When Stephen is invited to the US to accept an award, he tells Jane that he will be taking Elaine with him and the two are divorced. Jane then reunites with Jonathan. When Stephen is awarded the Order of the Companions of Honour, he invites Jane and his children to his meeting with Queen Elizabeth II, and the celebration is joyous for them all.
As the film ends, selected moments are shown going back, in stages, to when Stephen first saw Jane. The final title sequence updates on their lives, Stephen and Jane, remain close friends, whilst Jane and Jonathan are happily married, and she has completed her Ph.D. Stephen has declined a knighthood from the Queen and is continuing with his research and is not considering retirement.
The Director James Marsh studied archival images to give the film its authenticity, recreating scenes using photographs and documentary footage of Stephen that related to the story.
Redmayne also met with Hawking and watched extensive interview footage to copy his accent and speech patterns as well as dealing with the physical challenges of the role in which his body is slowly disintegrating as the MND progresses.
Felicity Jones also met several times with Jane Hawking and was able to incorporate her mannerisms and speech patterns into her own performance.
Some of the filmings was on location in Cambridge, including the Cambridge May Ball scene and lecture theatre scenes, with the rest around Cambridgeshire and the UK before heading to the studio for the remainder of the scenes.
The Theory of Everything was marketed as being based on Jane Hawking's memoir of her marriage. However, the screenwriters rearranged some of the facts for dramatic effect, and some considered it to be borderline dishonest, being unfair to the couple, but particularly to Jane Hawking. Read our movie review.
Redmayne’s characterisation of Hawkings is seen as softer than suggested in the memoir, which gives an account of Stephen’s obstinacy and refusal to accept help as his MND progressed. In the movie, Stephen’s closest friend at Cambridge, Brian, is a composite of several real-life friends, rather than a real individual. Also, how the couple met is inaccurate, and the fact that Jane knew about Stephen's disease before they started going out together is changed.

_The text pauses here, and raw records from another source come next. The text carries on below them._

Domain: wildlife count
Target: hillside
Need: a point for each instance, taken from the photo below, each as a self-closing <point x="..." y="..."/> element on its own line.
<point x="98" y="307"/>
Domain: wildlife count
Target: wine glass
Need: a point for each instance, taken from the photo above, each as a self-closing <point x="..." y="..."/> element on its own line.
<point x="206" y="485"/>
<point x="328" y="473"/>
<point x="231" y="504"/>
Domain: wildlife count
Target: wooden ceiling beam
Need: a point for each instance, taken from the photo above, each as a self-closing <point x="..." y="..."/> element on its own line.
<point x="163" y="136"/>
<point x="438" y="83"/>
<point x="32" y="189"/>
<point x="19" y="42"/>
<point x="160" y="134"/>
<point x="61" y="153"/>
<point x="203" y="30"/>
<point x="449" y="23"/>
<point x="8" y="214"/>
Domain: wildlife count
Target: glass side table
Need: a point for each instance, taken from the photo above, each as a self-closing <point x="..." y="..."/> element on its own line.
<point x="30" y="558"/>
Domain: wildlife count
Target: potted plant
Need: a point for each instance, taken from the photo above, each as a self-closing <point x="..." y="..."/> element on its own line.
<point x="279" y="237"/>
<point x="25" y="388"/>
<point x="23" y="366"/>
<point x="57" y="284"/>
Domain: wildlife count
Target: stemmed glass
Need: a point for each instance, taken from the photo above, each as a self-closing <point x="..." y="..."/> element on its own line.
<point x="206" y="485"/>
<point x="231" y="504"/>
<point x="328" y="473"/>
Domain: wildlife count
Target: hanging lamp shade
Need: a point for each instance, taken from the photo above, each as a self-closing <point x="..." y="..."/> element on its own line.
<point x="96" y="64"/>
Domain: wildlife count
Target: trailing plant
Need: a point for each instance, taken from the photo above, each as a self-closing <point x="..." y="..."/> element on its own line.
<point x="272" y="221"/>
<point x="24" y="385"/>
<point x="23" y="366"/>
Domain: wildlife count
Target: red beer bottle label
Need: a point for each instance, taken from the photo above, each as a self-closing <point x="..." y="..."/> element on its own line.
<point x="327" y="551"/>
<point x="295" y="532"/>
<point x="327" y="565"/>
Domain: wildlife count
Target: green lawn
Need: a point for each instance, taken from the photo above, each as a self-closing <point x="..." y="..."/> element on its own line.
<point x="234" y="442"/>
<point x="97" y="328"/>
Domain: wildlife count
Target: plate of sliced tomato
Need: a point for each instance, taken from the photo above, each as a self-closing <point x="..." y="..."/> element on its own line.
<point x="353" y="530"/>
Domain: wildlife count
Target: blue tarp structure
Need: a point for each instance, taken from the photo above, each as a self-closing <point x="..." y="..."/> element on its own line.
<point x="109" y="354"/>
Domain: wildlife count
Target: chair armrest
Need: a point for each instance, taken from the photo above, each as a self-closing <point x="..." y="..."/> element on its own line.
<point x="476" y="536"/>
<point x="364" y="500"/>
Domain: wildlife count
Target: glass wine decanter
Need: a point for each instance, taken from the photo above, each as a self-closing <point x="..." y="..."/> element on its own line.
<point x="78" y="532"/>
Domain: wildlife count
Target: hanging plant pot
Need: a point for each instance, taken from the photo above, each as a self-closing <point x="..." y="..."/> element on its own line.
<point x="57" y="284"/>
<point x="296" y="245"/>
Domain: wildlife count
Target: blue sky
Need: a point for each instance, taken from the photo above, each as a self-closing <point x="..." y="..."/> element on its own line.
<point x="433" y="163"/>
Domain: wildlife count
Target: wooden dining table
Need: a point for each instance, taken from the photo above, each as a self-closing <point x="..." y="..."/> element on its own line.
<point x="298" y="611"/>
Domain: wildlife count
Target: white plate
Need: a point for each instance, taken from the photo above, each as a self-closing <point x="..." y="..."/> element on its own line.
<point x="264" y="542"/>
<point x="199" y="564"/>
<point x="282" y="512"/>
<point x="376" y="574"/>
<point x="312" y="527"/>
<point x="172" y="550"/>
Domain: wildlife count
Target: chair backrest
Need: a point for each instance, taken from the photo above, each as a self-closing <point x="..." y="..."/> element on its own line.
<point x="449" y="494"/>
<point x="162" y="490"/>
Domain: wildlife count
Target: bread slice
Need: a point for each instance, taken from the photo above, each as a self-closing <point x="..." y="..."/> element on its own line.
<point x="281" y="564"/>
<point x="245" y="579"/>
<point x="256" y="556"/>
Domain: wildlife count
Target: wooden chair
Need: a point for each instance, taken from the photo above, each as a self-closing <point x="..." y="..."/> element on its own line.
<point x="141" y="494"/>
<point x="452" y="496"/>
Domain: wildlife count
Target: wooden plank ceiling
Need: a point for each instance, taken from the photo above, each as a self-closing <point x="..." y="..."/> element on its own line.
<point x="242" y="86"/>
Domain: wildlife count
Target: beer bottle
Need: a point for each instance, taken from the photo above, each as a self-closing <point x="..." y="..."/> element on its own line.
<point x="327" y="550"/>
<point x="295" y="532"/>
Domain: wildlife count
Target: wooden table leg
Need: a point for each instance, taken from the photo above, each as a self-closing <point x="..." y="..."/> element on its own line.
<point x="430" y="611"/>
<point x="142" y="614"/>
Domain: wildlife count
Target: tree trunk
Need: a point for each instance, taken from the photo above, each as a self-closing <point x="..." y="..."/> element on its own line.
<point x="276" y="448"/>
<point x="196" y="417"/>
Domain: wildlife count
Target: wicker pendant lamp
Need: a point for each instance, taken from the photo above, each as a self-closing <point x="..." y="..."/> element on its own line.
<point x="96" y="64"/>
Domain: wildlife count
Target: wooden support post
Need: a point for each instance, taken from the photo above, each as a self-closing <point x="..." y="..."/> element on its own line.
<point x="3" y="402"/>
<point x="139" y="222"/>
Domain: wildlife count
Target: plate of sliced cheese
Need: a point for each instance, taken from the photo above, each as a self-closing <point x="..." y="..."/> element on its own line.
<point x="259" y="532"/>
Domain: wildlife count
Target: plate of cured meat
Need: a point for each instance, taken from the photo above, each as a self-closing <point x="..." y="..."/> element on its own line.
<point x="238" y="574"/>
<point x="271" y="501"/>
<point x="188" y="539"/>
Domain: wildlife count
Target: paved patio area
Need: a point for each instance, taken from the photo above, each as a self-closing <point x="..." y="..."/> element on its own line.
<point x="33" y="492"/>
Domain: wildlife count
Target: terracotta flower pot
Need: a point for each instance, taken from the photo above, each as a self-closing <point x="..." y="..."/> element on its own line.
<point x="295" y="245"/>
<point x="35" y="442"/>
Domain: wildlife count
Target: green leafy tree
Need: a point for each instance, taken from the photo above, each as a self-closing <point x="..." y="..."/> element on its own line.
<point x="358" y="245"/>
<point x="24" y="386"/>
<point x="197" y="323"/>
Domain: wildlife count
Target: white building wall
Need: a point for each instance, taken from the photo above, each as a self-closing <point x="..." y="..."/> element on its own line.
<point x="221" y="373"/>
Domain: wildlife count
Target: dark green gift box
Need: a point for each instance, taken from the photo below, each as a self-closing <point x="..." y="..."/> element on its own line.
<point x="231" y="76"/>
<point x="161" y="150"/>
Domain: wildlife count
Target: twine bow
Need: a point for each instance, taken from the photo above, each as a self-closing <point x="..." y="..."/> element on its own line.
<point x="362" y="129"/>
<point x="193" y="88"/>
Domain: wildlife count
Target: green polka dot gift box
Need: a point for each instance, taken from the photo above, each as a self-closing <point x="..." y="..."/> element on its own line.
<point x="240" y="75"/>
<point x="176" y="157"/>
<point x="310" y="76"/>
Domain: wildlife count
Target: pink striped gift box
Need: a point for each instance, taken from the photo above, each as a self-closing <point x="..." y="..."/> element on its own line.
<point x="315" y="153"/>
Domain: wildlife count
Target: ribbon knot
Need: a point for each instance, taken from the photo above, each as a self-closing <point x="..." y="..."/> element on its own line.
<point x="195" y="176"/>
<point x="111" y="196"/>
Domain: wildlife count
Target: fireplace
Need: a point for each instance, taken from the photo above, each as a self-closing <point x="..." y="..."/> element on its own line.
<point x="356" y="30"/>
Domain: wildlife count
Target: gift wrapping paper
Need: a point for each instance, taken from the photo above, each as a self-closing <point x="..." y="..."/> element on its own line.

The movie presents the demise of their relationship as calm, civil and respectful. In fact, Jane's book describes a protracted break-up and arguments. The book also describes Jane’s devastation at receiving a letter from Hawking announcing that he was leaving her for his second wife, Elaine Mason. It was only when that marriage ended a decade later that Jane and Stephen became friends again.
Universal Pictures International acquired the rights to distribute the film internationally in October 2013. Entertainment One Films picked up the Canadian distribution rights. The first trailer was released on 7 August 2014 and had a limited release in the US on 7 November 2014, before opening in Taiwan, Austria, and Germany, ahead of the UK release on 1 January 2015 and then released across Europe.
On 26 November, the film was widely released in the US, across 802 theatres reaching the seventh place at the Box Office.
The movie was well received by the public, with a portrayal of Stephen Hawking’s commitment to physics is clear, though his scientific ideas are not explored in the film so that the reason for his fame is not particularly obvious.